12.8 Forecasting on training and test sets

Typically, we compute one-step forecasts on the training data (the “fitted values”) and multi-step forecasts on the test data. However, occasionally we may wish to compute multi-step forecasts on the training data, or one-step forecasts on the test data.

Multi-step forecasts on training data

We normally define fitted values to be one-step forecasts on the training set (see Section 3.3), but a similar idea can be used for multi-step forecasts. We will illustrate the method using an ARIMA(2,1,1)(0,1,2)\(_{12}\) model for the Australian eating-out expenditure. The last five years are used for a test set, and the forecasts are plotted in Figure 12.7.

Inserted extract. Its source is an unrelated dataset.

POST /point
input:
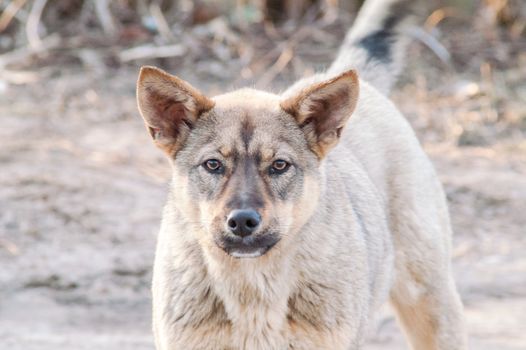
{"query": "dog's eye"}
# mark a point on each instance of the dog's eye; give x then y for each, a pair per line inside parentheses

training <- subset(auscafe, end=length(auscafe)-61)
test <- subset(auscafe, start=length(auscafe)-60)
cafe.train <- Arima(training, order=c(2,1,1),
  seasonal=c(0,1,2), lambda=0)
cafe.train %>%
  forecast(h=60) %>%
  autoplot() + autolayer(test)
Forecasts from an ARIMA model fitted to the Australian café training data.

Figure 12.7: Forecasts from an ARIMA model fitted to the Australian café training data.

The fitted() function has an h argument to allow for \(h\)-step “fitted values” on the training set. Figure 12.8 is a plot of 12-step (one year) forecasts on the training set. Because the model involves both seasonal (lag 12) and first (lag 1) differencing, it is not possible to compute these forecasts for the first few observations.

autoplot(training, series="Training data") +
  autolayer(fitted(cafe.train, h=12),
    series="12-step fitted values")
Twelve-step fitted values from an ARIMA model fitted to the Australian café training data.

Figure 12.8: Twelve-step fitted values from an ARIMA model fitted to the Australian café training data.

One-step forecasts on test data

It is common practice to fit a model using training data, and then to evaluate its performance on a test data set. The way this is usually done means the comparisons on the test data use different forecast horizons. In the above example, we have used the last sixty observations for the test data, and estimated our forecasting model on the training data. Then the forecast errors will be for 1-step, 2-steps, …, 60-steps ahead. The forecast variance usually increases with the forecast horizon, so if we are simply averaging the absolute or squared errors from the test set, we are combining results with different variances.

One solution to this issue is to obtain 1-step errors on the test data. That is, we still use the training data to estimate any parameters, but when we compute forecasts on the test data, we use all of the data preceding each observation (both training and test data). So our training data are for times \(1,2,\dots,T-60\). We estimate the model on these data, but then compute \(\hat{y}_{T-60+h|T-61+h}\), for \(h=1,\dots,T-1\). Because the test data are not used to estimate the parameters, this still gives us a “fair” forecast. For the ets(), Arima(), tbats() and nnetar() functions, these calculations are easily carried out using the model argument.

Using the same ARIMA model used above, we now apply the model to the test data.

cafe.test <- Arima(test, model=cafe.train)
accuracy(cafe.test)
#>                     ME    RMSE     MAE      MPE  MAPE   MASE     ACF1
#> Training set -0.002622 0.04591 0.03413 -0.07301 1.002 0.1899 -0.05704

Note that Arima() does not re-estimate in this case. Instead, the model obtained previously (and stored as cafe.train) is applied to the test data. Because the model was not re-estimated, the “residuals” obtained here are actually one-step forecast errors. Consequently, the results produced from the accuracy() command are actually on the test set (despite the output saying “Training set”).